Il s’est tenu à l’hotel de ville pendant tout cet accident une
assemblée de personnes en place qui ont signalé leur zele en
procurant promptement au public les secours nécessaires en
pareille circonstance. Adorons ici la volonté de Dieu. VEIGNAULT curé. »
Une carte, certes datée de 1820, présente bien la topographie du lieu. Le centre de la ville est situé sur l’île Marin, entourée par deux bras de la rivière Sauldre. On y voit l’église, la place, le presbytère, le faubourg du Bourgeaut. Une autre carte m’a permis de situer le moulin du Chapitre avec lequel le malheureux meunier a été emporté.
Extrait du plan général de la ville de Romorantin divisé en sept feuilles, par Lamary géomètre de Saint-Aignan, 1820.
(Archives départementales du Loir-et-Cher – Cartes et plans – Romorantin-Lanthenay – cote 1 Fi 184/1)

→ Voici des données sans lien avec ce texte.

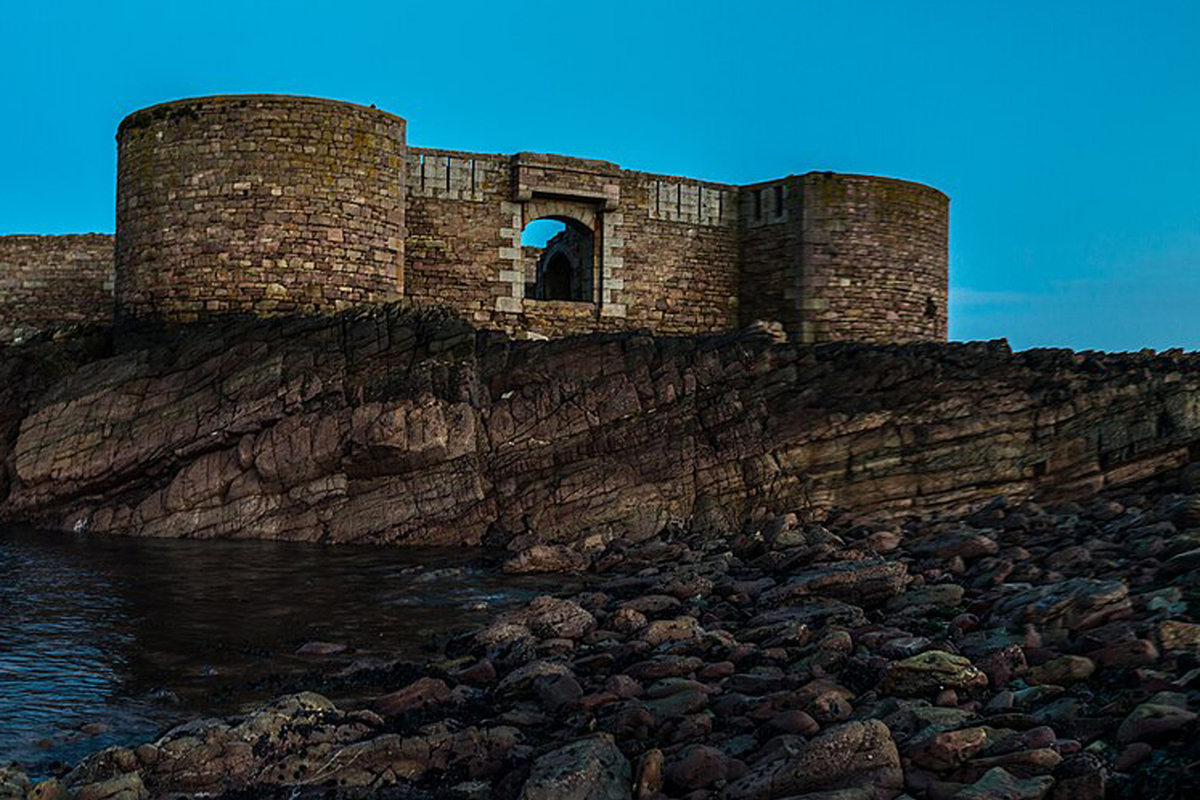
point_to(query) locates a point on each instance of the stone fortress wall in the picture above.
(258, 204)
(274, 205)
(47, 281)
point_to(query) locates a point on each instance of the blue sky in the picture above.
(1067, 133)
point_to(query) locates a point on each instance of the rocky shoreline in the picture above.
(1024, 650)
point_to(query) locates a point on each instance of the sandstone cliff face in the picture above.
(397, 427)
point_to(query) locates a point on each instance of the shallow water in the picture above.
(109, 641)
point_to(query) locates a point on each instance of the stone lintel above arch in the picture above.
(537, 174)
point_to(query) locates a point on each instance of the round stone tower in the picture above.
(875, 259)
(257, 204)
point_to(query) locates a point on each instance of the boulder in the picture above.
(852, 756)
(588, 769)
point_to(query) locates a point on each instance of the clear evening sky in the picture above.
(1066, 133)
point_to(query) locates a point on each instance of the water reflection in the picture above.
(109, 641)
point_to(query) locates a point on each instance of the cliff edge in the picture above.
(393, 425)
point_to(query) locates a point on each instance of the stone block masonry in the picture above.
(270, 205)
(261, 205)
(47, 281)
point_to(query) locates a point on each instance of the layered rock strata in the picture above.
(397, 426)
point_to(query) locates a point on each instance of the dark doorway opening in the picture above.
(559, 254)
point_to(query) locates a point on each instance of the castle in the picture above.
(273, 205)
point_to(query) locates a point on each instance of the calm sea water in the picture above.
(112, 639)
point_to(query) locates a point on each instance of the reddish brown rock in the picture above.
(418, 695)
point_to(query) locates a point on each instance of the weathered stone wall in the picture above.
(258, 204)
(666, 247)
(47, 281)
(874, 260)
(771, 245)
(271, 205)
(679, 260)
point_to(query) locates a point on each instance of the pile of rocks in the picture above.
(1021, 651)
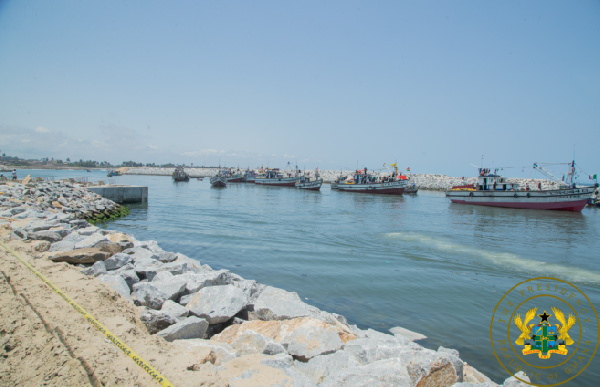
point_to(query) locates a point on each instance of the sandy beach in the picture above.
(81, 323)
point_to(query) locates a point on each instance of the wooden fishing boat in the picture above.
(180, 174)
(411, 188)
(363, 182)
(218, 181)
(308, 183)
(273, 177)
(495, 191)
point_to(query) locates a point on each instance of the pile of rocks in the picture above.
(31, 199)
(183, 301)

Le corps du meunier, Pierre Joseph COUGNET, sera retrouvé le matin du 3 décembre 1770 à la pointe de l’île, près du pont de bois. Il sera inhumé le même jour sous les galeries du grand cimetière. Il avait environ soixante ans et était l’époux de Marie Anne HEMERY.
Comme pour les six autres victimes, il est noté dans l’acte qu’il a été « submergé ces jours derniers dans le débordement affreux de la rivière ».
Acte d’inhumation de Pierre Joseph COUGNET – original du curé.
(Archives départementales du Loir-et-Cher – état civil – Romorantin-Lanthenay – Baptêmes, mariages, sépultures – 1769 / 1771 – cote GG 194/70 – vue 95 sur 142)
Par ces quelques mots, le curé retranscrit encore une fois l’émotion vécue. Ainsi, les registres paroissiaux ne sont pas que des successions d’actes religieux, ils renferment également des témoignages précieux de la vie de nos villes, nos villages et de nos ancêtres.